The committee gave this position in a communiqué issued at the end of its 52nd quarterly meeting held in Abuja last week and made available to newsmen.
Presided over by its chairman, Mallam Yusuf Ali of the Osun State University, Osogbo, the committee argued that the structure and operation of the country’s federalism about public institutions established and owned separately by the federal and state governments under different legislations have been a major problem of state universities.
The committee stressed that the state governments should be allowed to negotiate wages with their workers because according to it, the rights of trade unions to demand welfare of its members should be based on employer-employee relationship.

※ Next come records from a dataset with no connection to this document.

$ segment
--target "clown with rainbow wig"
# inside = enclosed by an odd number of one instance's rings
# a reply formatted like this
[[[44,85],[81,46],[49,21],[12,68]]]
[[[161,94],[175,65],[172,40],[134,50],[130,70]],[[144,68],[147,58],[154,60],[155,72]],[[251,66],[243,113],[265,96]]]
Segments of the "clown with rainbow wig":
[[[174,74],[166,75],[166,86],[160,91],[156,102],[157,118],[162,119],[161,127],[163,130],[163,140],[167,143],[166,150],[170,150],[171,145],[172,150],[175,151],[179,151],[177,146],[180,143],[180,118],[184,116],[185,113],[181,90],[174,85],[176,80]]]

Worried by the instability in the academic calendars of the state universities particularly due to incessant strikes by both academic and non-academic staff unions, the committee appealed to the Academic Staff Union of Universities (ASUU) in particular to de-emphasise strikes as the major tool of negotiation with the Federal Government.
While observing that the disruption of the academic calendars has adversely affected the quality of the nation’s universities regarding their products and research outputs, the committee said the core values of education have been negatively impacted by the instability in the university system resulting in falling standards.
The committee therefore announced that as its own contribution to the reform of tertiary education in the country, an international conference would be organised before the end of the year to consider the various challenges facing universities and proffer appropriate solutions.